Loading...

This issue belongs to an archived project. You can view it, but you can't modify it. Learn more

XML

Word

Printable

Type: Bug
Resolution: Done
Priority: Major
Fix Version/s: 8.2.0.Beta1
Affects Version/s: 8.1.0.Final
Component/s: Core, Test Suite
Labels:
None

Git Pull Request:
https://github.com/infinispan/infinispan/pull/3962

When the last owner of a segment leaves the cache, the coordinator will update the consistent hash and replace that owner with numOwners owners (so that a segment always has at least 1 owner). If there is a rebalance in progress, it could be that both the current and the pending CH lost all the owners of a segment, and the coordinator will assign new owners in both CHs (not necessarily the same).

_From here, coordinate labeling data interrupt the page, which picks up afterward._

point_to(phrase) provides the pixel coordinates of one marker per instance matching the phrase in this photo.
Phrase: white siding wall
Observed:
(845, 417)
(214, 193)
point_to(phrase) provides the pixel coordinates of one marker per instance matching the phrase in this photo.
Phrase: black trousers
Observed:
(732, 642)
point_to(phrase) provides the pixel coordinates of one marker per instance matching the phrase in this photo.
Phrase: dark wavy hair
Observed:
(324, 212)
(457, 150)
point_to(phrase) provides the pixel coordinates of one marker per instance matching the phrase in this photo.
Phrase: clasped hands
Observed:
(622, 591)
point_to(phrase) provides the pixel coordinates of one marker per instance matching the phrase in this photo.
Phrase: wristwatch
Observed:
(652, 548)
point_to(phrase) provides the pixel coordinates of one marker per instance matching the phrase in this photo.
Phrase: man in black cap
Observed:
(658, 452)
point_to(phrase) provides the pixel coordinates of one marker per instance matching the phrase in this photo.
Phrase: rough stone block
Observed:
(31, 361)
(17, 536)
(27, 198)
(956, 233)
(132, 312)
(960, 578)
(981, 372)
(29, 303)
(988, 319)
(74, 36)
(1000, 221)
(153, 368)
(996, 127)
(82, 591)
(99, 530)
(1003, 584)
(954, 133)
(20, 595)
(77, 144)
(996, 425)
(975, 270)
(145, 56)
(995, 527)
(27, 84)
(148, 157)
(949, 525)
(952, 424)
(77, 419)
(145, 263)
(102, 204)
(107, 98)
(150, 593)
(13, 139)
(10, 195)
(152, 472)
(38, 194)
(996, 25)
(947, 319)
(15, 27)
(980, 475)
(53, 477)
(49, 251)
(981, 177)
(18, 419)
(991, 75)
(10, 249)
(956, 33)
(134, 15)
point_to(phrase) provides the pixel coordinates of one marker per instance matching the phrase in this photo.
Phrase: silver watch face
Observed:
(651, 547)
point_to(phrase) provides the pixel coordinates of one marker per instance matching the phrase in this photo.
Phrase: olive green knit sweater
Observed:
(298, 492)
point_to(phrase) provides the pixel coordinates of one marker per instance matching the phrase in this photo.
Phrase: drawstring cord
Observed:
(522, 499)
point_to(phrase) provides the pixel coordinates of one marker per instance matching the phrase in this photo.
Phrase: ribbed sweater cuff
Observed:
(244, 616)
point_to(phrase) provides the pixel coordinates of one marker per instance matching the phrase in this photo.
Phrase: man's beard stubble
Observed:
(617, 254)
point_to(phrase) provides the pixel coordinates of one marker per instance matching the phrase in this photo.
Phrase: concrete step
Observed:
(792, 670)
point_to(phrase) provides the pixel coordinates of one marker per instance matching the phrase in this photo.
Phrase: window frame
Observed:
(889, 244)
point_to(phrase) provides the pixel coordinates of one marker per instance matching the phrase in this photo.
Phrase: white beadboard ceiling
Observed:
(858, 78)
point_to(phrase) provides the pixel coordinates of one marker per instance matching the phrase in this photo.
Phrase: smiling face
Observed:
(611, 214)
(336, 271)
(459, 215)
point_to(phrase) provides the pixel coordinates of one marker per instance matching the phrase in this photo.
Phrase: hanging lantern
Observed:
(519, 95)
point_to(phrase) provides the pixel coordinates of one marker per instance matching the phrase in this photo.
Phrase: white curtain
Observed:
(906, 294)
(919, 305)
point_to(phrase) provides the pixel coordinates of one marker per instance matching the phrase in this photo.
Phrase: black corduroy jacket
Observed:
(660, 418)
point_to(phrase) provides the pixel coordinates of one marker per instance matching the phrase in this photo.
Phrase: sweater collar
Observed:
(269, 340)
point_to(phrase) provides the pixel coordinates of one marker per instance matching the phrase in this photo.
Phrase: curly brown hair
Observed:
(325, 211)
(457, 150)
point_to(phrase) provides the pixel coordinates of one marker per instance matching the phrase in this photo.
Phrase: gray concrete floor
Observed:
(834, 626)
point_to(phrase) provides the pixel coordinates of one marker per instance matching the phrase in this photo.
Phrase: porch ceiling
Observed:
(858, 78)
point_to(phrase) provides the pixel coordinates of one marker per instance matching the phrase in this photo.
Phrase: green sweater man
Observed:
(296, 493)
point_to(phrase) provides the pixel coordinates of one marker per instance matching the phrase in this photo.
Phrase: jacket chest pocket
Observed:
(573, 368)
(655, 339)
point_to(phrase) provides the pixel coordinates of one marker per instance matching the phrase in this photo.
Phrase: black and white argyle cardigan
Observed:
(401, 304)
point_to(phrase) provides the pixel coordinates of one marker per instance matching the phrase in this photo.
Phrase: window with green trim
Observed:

Sometimes, this causes tests that create clusters with many nodes to spend a lot of time shutting down the cluster. Here's an example:

Cluster ABCDE, coordinator A, topology id = 0, currentCH = {0: CD, 1: BC}, pendingCH = null
D leaves
A broadcasts a REBALANCE_START command with topology id 1, members = ABCE, currentCH = {0: C, 1: BC}, pendingCH = {0: BC, 1: BC}
A and E confirm that they finished the rebalance
C leaves before sending the data for segment 0 to B
A broadcasts a CH_UPDATE command with topology id 2, members = ABE, currentCH = {0: AE, 1: B}, pendingCH = {0: B, 1: B}
A now owns segment 0 in the writeCH (which is the union of currentCH and pendingCH).
A tries to request segment 0 from the other owner in the currentCH, E
B confirms that it finished the rebalance
A broadcasts a new topology: topology id 3, currentCH = {0: B, 1: B}, pendingCH = null
E installs topology 3, and throws an IllegalArgumentException when handling A's request for segments
A is not able to install topology 3, because it requests the transactions data while holding the lock on the LocalCacheStatus
A receives the IllegalArgumentException from E and retries. But because it still has the old topology, it retries on E ad infinitum - using a lot of CPU in the process.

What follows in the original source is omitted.